AG 'may limit' appeal cases to Privy Council

Source: Tribune : www.tribunemedia.net

THE Attorney General's Office is considering limiting the number of appeal cases sent from the Bahamas to the Privy Council in response to comments made by a leading UK judge over the "disproportionate" amount of time the body spends hearing cases from former colonies.

Brent Symonette, Minister of Foreign Affairs and Attorney General, said his office is looking into the implications stemming from the recent remarks by Lord Nicholas Phillips, president of the UK's new Supreme Court.

"As a result of Lord Phillips' ruling, the AG's office is looking at the implications of the ruling and no doubt in short order I will be having discussions with the Prime Minister and my Cabinet colleagues as to the way forward," he said.

It is unclear whether Government will seriously consider splitting from the UK Privy Council in favour of having its final appeal cases heard by the Caribbean Court of Justice (CCJ) -- the only regional alternative to the UK court, or create another final appellate court.

When asked if there would be any constitutional changes if the Bahamas were to leave the Privy Council and sign on to the CCJ, Mr Symonette said: "I don't want to add more to it than I've already done. We'll look at it to see the implications of Lord Phillips (statements) regarding current matters before the Privy Council.

"It may be that one course of action may be to limit the (number of) appeals from the Court of Appeal to the Privy Council -- that might be an alternative."

Although the CCJ was established in 2001, there has been resistance by many countries in the region to use it as a final court of appeal.
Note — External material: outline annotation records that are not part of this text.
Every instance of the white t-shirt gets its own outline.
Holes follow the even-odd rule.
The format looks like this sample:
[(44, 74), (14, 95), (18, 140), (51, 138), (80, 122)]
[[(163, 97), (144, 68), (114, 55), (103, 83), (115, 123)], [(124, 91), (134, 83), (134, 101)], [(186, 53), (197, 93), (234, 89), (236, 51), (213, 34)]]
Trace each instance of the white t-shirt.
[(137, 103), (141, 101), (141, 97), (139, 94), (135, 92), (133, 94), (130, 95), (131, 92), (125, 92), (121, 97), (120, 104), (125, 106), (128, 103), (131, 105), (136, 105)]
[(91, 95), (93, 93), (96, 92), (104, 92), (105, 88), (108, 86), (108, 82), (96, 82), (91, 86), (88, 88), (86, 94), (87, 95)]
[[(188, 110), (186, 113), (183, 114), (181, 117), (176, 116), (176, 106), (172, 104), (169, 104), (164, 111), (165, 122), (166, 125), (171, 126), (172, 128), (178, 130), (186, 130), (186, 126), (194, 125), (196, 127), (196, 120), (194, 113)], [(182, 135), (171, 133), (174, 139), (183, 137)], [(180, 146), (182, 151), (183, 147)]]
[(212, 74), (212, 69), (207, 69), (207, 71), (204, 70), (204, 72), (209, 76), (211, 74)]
Currently the CCJ only adjudicates cases from Barbados and Guyana.

Former Attorney General Alfred Sears recently said the country should quickly divorce itself from the Privy Council in favour of the CCJ, claiming that as part of CARICOM the Bahamas has made financial contributions to the judicial body.

When asked to disclose what, if any, financial assistance the Bahamas has given the CCJ, Mr Symonette said he did not know those figures off-hand.

Speaking to The Financial Times newspaper recently, Lord Phillips said he is looking for ways to reduce the "disproportionate" amount of time judges who staff the Privy Council also spend on cases coming from outside the UK, mostly on cases from former colonies.

He also questioned whether some Privy Council cases, which have ranged from Jamaican death row appeals to fights over press freedom in Bermuda, needed to be heard by a panel of five of Britain's most senior judges.

His comments sent shockwaves throughout the region and were seen by legal experts as a warning that Britain might take steps to shake off the colonial hangover the institution represents, leaving countries like the Bahamas to find or create another final court of appeal.